Les échanges tenus à Alger ont permis d’identifier des pistes concrètes de coopération. Les discussions ont notamment porté sur la formation des professionnels sénégalais du secteur, l’accompagnement technique de la Sonatrach auprès de ses partenaires locaux, ainsi que le partage d’expériences en matière de fiscalité, de contenu local et de réglementation pétrolière. Ces sujets sont cruciaux pour le Sénégal, qui doit ajuster la répartition des revenus entre l’État, les multinationales et les acteurs nationaux.

Pour l’Algérie, cette démarche s’inscrit dans une stratégie africaine plus large. Depuis deux ans, Alger multiplie les initiatives diplomatiques en Afrique de l’Ouest, notamment via des projets comme la route transsaharienne, le gazoduc Nigeria-Algérie et une présence accrue dans les instances panafricaines. La signature d’accords sectoriels avec Dakar s’inscrit dans cette dynamique et offre à la Sonatrach l’opportunité d’étendre son influence au-delà du Maghreb et du Sahel.

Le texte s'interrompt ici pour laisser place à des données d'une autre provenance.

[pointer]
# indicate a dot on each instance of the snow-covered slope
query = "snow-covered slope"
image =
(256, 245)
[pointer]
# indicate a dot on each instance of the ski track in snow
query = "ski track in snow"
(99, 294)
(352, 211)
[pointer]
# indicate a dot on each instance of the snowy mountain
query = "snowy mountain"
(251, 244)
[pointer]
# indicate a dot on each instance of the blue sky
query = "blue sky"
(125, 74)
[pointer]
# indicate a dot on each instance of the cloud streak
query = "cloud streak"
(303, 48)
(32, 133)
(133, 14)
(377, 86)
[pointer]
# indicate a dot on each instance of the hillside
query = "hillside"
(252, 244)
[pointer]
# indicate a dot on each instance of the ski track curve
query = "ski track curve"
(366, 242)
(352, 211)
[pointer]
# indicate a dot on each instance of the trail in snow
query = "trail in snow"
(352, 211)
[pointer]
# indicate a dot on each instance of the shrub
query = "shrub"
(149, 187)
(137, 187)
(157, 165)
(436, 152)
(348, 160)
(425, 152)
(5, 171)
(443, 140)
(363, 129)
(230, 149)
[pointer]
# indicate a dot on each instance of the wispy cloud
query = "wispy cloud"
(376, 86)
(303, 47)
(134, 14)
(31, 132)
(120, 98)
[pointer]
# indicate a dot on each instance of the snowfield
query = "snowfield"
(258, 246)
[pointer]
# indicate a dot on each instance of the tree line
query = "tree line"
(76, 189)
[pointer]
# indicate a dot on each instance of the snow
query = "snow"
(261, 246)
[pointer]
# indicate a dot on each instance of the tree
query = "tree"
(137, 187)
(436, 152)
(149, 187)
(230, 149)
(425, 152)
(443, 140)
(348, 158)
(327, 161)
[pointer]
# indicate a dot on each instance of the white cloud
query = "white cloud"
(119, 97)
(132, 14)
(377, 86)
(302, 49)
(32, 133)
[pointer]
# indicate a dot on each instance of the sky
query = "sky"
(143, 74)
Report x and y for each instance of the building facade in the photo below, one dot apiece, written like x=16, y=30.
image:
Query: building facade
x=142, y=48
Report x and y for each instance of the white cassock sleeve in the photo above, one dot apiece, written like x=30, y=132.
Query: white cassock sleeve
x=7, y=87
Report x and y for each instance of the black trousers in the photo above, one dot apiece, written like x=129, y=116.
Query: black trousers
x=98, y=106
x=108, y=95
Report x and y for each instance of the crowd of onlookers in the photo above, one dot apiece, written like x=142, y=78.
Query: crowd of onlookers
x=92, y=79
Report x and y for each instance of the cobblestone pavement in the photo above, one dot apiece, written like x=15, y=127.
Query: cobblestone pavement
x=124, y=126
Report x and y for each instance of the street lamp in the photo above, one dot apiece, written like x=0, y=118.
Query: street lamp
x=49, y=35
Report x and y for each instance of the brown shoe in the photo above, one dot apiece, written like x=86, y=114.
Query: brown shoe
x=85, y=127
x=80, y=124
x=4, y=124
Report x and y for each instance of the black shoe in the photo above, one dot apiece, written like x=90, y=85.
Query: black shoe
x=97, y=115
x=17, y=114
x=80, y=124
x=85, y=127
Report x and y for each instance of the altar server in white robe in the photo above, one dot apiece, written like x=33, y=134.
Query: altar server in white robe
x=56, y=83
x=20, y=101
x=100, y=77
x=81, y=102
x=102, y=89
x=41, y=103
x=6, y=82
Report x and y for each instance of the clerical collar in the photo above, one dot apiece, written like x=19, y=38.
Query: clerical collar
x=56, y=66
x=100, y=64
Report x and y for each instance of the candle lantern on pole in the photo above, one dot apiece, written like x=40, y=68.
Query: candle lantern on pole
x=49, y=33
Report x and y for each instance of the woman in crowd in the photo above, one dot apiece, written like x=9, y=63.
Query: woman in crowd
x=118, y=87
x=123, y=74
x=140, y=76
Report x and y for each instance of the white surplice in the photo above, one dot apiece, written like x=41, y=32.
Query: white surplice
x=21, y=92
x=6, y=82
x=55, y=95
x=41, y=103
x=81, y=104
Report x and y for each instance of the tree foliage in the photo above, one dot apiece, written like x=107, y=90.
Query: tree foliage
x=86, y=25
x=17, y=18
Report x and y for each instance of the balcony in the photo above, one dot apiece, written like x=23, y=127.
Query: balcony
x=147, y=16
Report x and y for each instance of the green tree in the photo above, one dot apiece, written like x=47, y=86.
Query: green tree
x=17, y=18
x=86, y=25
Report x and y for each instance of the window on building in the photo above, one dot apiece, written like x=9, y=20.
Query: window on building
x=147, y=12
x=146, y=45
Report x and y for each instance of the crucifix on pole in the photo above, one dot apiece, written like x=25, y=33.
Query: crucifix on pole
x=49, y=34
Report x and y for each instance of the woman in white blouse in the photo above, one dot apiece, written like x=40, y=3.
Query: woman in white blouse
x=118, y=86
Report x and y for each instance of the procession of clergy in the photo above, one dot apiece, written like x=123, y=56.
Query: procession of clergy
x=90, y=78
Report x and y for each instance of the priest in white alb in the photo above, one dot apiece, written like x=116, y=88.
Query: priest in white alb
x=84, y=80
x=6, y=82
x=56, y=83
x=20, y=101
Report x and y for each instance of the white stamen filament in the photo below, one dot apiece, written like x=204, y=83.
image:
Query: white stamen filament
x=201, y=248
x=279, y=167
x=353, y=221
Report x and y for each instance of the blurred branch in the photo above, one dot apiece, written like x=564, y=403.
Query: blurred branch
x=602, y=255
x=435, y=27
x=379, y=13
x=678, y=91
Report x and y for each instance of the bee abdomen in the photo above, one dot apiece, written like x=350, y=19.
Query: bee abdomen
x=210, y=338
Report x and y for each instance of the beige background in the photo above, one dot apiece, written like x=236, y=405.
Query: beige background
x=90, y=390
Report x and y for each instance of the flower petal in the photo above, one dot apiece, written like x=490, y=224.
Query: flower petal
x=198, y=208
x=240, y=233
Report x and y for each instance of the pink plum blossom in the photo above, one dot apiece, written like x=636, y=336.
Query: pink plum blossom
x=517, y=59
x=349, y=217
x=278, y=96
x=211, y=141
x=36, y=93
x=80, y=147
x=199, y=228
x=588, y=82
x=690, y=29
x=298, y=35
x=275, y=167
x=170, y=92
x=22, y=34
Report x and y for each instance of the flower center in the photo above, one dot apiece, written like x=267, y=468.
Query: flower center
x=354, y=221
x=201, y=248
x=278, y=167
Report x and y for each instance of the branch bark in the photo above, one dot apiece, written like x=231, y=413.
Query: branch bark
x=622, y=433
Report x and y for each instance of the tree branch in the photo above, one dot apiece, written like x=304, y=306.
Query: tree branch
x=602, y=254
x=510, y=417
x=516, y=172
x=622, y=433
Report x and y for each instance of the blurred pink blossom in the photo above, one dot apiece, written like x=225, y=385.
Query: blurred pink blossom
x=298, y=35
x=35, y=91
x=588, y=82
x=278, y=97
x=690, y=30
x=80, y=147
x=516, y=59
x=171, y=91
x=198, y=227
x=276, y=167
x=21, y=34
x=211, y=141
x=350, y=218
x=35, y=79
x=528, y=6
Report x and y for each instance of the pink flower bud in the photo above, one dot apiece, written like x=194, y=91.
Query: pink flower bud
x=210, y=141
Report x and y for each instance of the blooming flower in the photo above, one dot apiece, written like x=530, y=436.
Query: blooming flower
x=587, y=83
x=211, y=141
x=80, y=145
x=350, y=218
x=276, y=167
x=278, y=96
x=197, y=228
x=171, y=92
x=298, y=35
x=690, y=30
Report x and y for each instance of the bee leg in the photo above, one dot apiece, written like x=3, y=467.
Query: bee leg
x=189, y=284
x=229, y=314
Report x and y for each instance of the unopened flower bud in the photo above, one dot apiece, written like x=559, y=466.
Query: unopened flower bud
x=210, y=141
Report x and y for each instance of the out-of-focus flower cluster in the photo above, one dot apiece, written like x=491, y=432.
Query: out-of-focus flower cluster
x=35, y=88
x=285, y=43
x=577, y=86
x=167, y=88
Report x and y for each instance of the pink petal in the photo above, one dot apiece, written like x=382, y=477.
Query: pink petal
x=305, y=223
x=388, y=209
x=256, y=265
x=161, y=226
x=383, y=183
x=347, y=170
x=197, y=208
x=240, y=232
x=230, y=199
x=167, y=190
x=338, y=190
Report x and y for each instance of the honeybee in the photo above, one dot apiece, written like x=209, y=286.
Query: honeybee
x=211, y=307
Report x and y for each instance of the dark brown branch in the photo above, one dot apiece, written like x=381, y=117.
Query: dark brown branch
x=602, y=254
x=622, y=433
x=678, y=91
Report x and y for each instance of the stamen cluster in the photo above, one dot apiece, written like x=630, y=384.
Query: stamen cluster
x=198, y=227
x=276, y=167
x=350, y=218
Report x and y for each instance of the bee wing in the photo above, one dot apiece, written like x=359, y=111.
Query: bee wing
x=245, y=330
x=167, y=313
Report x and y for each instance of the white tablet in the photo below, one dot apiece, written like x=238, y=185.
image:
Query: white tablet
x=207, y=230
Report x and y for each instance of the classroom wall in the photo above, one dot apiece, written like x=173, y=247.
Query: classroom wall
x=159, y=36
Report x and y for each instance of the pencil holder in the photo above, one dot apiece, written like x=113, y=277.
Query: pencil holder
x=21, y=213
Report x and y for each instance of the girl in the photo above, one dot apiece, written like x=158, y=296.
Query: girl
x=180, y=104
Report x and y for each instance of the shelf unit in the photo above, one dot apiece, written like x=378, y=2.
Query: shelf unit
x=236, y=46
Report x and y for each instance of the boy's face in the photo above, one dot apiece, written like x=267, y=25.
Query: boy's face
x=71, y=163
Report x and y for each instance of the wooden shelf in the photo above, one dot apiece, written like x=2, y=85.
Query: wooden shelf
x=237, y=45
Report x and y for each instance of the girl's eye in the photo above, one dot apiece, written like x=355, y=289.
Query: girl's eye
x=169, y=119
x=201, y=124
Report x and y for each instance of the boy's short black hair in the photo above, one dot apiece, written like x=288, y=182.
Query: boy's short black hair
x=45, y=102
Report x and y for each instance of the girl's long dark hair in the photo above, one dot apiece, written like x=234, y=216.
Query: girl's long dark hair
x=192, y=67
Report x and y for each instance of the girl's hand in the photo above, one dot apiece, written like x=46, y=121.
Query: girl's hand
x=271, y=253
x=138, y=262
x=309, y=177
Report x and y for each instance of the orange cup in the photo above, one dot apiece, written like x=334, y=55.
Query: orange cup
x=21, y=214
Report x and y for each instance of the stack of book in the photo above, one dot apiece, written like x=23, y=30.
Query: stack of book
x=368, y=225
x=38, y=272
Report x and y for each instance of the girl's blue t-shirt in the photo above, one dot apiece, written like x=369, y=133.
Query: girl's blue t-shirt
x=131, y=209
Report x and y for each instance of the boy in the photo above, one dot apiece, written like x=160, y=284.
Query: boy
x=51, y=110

Le Sénégal mise sur l’expertise algérienne pour booster son secteur énergétique

Du côté sénégalais, les enjeux sont multiples. Il s’agit d’abord de renforcer les capacités de Petrosen, la compagnie nationale, dont le rôle a été redéfini par le gouvernement en place depuis 2024. Les autorités ont fait de la renégociation des contrats pétroliers et gaziers une priorité, avec pour objectif une meilleure redistribution des revenus tirés des ressources naturelles. Dans cette optique, l’appui technique d’un partenaire africain expérimenté comme l’Algérie représente un atout majeur.

En outre, Dakar cherche à diversifier ses partenariats énergétiques. Jusqu’ici, le pays collaborait principalement avec des majors occidentales — Woodside, BP, Kosmos Energy — et bénéficiait de l’expertise norvégienne via le programme Oil for Development. L’ouverture vers Alger permet d’élargir son réseau et d’intégrer un acteur africain dans un secteur historiquement dominé par les entreprises du Nord.

Une alliance aux répercussions politiques et économiques

Cette coopération dépasse le cadre strict des hydrocarbures. Elle cristallise également un alignement diplomatique sur des enjeux continentaux, alors que la sous-région du Sahel occidental connaît des bouleversements. Les deux pays ont exprimé leur volonté de coordonner leurs positions au sein de l’Union africaine, notamment sur les questions de sécurité énergétique et d’intégration économique. La présence du chef de la diplomatie sénégalaise lors des discussions, aux côtés du ministre de l’Énergie, souligne l’importance politique de cet accord.

L’étape suivante consistera à transformer ces engagements en actions tangibles. Les précédents accords énergétiques signés par l’Algérie avec d’autres pays africains ont parfois peiné à se concrétiser. Pour Dakar, l’enjeu sera de fixer un calendrier précis avec des réalisations concrètes : programmes de formation, missions techniques de la Sonatrach, ou encore des participations croisées. Les prochains mois seront déterminants pour savoir si l’alliance énergétique entre le Sénégal et l’Algérie s’impose comme une référence sur le continent.